MPOs are federally required throughout the country in areas with a population of 50,000 or more and are required to produce a 20+ year transportation plan, called a Regional Transportation Plan (RTP), and a four-year planning document called the Transportation Improvement Program (TIP).

==Governance==
CAMPO is governed by a 21-member Transportation Policy Board, or TPB, made up of 19 elected officials, a representative from TxDOT, and a representative from Capital Metro. The TPB is the body that makes decisions on CAMPO policy and decides how CAMPO funding is allocated.

The 24-member Technical Advisory Committee, or TAC, is composed of staff from local jurisdictions throughout the region. The TAC's purpose is to provide technical expertise, and recommendations to inform the Policy Board in their decision-making processes.

==Staff==
CAMPO currently has a staff of 15, including the Executive Director Ashby Johnson.

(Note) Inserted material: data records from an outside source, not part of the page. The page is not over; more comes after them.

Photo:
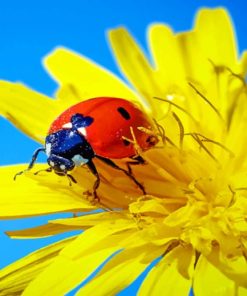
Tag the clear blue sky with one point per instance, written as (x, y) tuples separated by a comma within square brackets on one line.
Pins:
[(30, 29)]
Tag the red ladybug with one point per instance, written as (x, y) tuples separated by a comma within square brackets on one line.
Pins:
[(96, 128)]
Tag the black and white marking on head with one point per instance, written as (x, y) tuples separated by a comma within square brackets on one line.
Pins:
[(125, 114)]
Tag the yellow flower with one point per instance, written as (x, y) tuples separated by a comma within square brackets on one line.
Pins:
[(194, 217)]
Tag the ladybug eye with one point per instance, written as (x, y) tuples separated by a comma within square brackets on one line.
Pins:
[(125, 114), (152, 140)]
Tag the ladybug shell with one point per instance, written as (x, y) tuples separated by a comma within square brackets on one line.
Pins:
[(112, 119)]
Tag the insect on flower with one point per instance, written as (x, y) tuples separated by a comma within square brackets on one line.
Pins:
[(96, 128)]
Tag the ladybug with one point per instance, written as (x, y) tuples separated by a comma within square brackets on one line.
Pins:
[(96, 128)]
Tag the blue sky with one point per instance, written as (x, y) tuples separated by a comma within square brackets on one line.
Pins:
[(31, 29)]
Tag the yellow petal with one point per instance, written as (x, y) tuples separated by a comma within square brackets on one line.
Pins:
[(41, 231), (78, 260), (214, 26), (37, 195), (135, 66), (15, 277), (209, 281), (167, 58), (121, 271), (82, 78), (165, 276), (25, 108)]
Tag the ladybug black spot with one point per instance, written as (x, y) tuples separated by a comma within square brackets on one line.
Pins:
[(124, 113), (126, 142)]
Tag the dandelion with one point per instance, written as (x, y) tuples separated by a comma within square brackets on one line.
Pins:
[(193, 220)]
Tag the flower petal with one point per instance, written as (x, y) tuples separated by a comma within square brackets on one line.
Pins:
[(82, 78), (214, 25), (216, 283), (164, 276), (135, 66), (38, 194), (41, 231), (15, 277), (79, 259), (16, 99), (121, 271)]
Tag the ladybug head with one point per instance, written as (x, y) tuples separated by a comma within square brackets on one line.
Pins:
[(60, 165)]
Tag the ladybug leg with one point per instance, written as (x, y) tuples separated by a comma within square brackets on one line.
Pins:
[(94, 171), (127, 173), (136, 160), (46, 170), (31, 164)]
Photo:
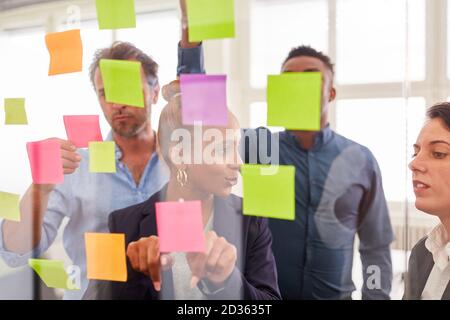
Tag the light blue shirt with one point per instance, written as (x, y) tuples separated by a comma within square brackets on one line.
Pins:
[(87, 199)]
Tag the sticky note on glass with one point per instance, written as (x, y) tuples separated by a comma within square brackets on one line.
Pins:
[(83, 129), (269, 191), (102, 157), (9, 206), (122, 82), (180, 226), (45, 161), (15, 112), (105, 256), (66, 52), (116, 14), (210, 19), (204, 99), (52, 273), (294, 101)]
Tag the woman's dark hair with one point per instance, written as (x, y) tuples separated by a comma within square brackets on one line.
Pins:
[(441, 111)]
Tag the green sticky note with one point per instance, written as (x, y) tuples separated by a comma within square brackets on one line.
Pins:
[(116, 14), (210, 19), (9, 206), (102, 157), (52, 272), (15, 111), (269, 191), (122, 82), (294, 101)]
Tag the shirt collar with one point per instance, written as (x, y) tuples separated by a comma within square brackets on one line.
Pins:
[(118, 151), (438, 245)]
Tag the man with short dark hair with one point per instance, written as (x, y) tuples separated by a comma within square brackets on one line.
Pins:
[(87, 199), (338, 195)]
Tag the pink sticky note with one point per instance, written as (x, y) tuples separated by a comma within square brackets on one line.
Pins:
[(45, 161), (204, 98), (180, 226), (83, 129)]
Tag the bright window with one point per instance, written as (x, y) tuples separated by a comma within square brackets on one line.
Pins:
[(279, 25), (371, 40)]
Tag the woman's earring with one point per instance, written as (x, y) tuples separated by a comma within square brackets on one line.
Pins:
[(182, 177)]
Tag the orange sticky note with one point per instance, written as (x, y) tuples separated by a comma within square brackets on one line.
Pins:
[(66, 52), (105, 256)]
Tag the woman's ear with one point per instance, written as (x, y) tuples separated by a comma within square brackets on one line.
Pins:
[(179, 156)]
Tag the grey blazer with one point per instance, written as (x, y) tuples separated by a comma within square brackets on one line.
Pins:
[(420, 265)]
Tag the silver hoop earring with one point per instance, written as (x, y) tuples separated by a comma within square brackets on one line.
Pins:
[(182, 177)]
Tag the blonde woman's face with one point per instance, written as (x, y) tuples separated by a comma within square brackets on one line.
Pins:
[(431, 169), (219, 170)]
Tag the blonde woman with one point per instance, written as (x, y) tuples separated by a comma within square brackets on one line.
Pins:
[(238, 263)]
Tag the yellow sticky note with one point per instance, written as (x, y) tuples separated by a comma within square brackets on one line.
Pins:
[(52, 273), (116, 14), (269, 191), (15, 112), (9, 206), (294, 100), (123, 82), (105, 256), (210, 19), (102, 157)]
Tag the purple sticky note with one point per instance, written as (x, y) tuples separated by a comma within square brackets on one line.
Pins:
[(204, 98), (83, 129), (180, 226), (45, 161)]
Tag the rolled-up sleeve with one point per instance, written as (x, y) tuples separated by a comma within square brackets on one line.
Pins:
[(190, 60), (57, 209), (375, 234)]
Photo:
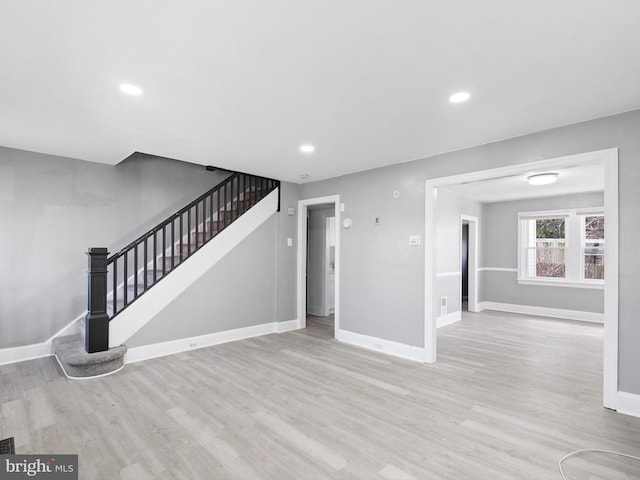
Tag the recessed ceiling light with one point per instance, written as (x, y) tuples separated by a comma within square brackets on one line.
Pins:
[(307, 148), (459, 97), (130, 89), (542, 178)]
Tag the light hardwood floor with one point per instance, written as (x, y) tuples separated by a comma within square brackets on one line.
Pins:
[(509, 396)]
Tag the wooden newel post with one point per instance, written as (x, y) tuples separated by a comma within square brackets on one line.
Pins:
[(97, 323)]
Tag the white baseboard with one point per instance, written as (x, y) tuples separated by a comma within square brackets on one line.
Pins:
[(448, 319), (396, 349), (543, 311), (315, 310), (146, 352), (287, 326), (27, 352), (628, 403)]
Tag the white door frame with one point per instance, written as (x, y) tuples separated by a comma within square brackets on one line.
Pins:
[(608, 158), (326, 265), (303, 208), (472, 261)]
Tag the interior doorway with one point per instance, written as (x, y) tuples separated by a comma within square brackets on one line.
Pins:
[(609, 160), (464, 266), (469, 263), (319, 259)]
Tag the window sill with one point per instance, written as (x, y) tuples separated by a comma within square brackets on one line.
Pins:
[(547, 282)]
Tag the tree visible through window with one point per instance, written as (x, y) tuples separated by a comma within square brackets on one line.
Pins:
[(593, 247), (562, 247), (550, 247)]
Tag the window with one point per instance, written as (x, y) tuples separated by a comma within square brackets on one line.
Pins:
[(593, 247), (546, 248), (562, 248)]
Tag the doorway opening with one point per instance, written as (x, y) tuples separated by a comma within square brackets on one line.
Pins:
[(469, 263), (608, 159), (319, 263)]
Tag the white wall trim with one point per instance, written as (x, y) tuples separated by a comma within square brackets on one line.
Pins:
[(287, 326), (139, 313), (628, 403), (448, 319), (609, 158), (448, 274), (26, 352), (408, 352), (146, 352), (560, 283), (315, 310), (303, 208), (544, 311), (39, 350)]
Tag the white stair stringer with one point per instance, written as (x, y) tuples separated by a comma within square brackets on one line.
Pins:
[(144, 309)]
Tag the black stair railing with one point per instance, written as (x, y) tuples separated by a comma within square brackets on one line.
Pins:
[(139, 266)]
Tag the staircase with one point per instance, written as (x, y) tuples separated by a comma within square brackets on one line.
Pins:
[(118, 281)]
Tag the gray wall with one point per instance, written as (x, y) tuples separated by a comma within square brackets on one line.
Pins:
[(449, 208), (382, 278), (54, 208), (499, 240), (287, 255), (239, 291), (252, 285), (315, 257)]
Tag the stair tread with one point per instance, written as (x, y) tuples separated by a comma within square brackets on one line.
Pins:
[(70, 350)]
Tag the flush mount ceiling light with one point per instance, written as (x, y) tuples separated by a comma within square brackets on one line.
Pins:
[(130, 89), (307, 148), (542, 178), (459, 97)]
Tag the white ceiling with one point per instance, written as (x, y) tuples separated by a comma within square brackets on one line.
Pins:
[(585, 178), (242, 84)]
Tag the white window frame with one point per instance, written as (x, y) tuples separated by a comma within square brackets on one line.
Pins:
[(583, 214), (574, 248)]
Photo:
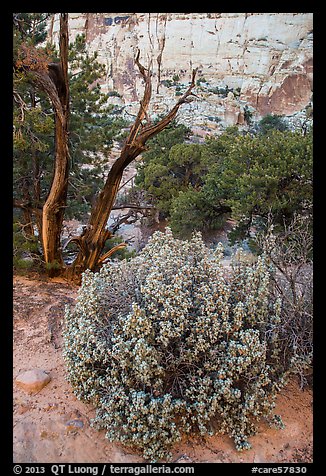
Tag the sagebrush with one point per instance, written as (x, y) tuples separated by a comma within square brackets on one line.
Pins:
[(166, 344)]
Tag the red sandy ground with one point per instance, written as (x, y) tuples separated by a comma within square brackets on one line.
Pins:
[(41, 432)]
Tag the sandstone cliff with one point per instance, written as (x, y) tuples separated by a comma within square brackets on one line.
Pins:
[(264, 59)]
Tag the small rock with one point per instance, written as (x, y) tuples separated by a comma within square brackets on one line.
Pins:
[(33, 381), (24, 408), (73, 425)]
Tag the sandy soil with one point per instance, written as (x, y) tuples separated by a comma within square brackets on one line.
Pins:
[(52, 426)]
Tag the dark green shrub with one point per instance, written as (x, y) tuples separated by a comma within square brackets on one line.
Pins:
[(166, 344)]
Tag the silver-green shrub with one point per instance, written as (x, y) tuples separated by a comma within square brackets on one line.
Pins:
[(167, 344)]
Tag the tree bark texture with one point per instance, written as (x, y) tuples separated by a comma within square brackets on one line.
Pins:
[(92, 241), (56, 84)]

CAMPO staff conduct planning work and make recommendations to the Technical Advisory Committee (TAC) and Transportation Policy Board (TPB).

The CAMPO staff office is located at 8303 N. MoPac Expy, Suite A210, Austin, Texas.

== Plans ==
All MPOs are required to complete and adopt plans on a recurring basis, and as governed by their Board.

The Regional Transportation Plan, or RTP, is a document that is adopted by the CAMPO Board every five years and covers at least 20 years into the future. This plan is required to be multimodal, meaning it incorporates a variety of transportation modes. Not only roads and highways, but also transit, walking, and biking.

The Transportation Improvement Program, or TIP, covers a shorter span of four years. Projects listed in the TIP must be consistent with what is in the RTP. For a project to be in the TIP, it must have funding and be ready to begin construction in the four-year TIP time frame. The TIP is adopted every two years.

The Unified Planning Work Program (UPWP) details CAMPO planning programs for a two-year time period. The UPWP is adopted every two years and may be amended if CAMPO planning programs change.

== Funding ==
CAMPO receives all its funding through the U.S. Department of Transportation and Texas Department of Transportation.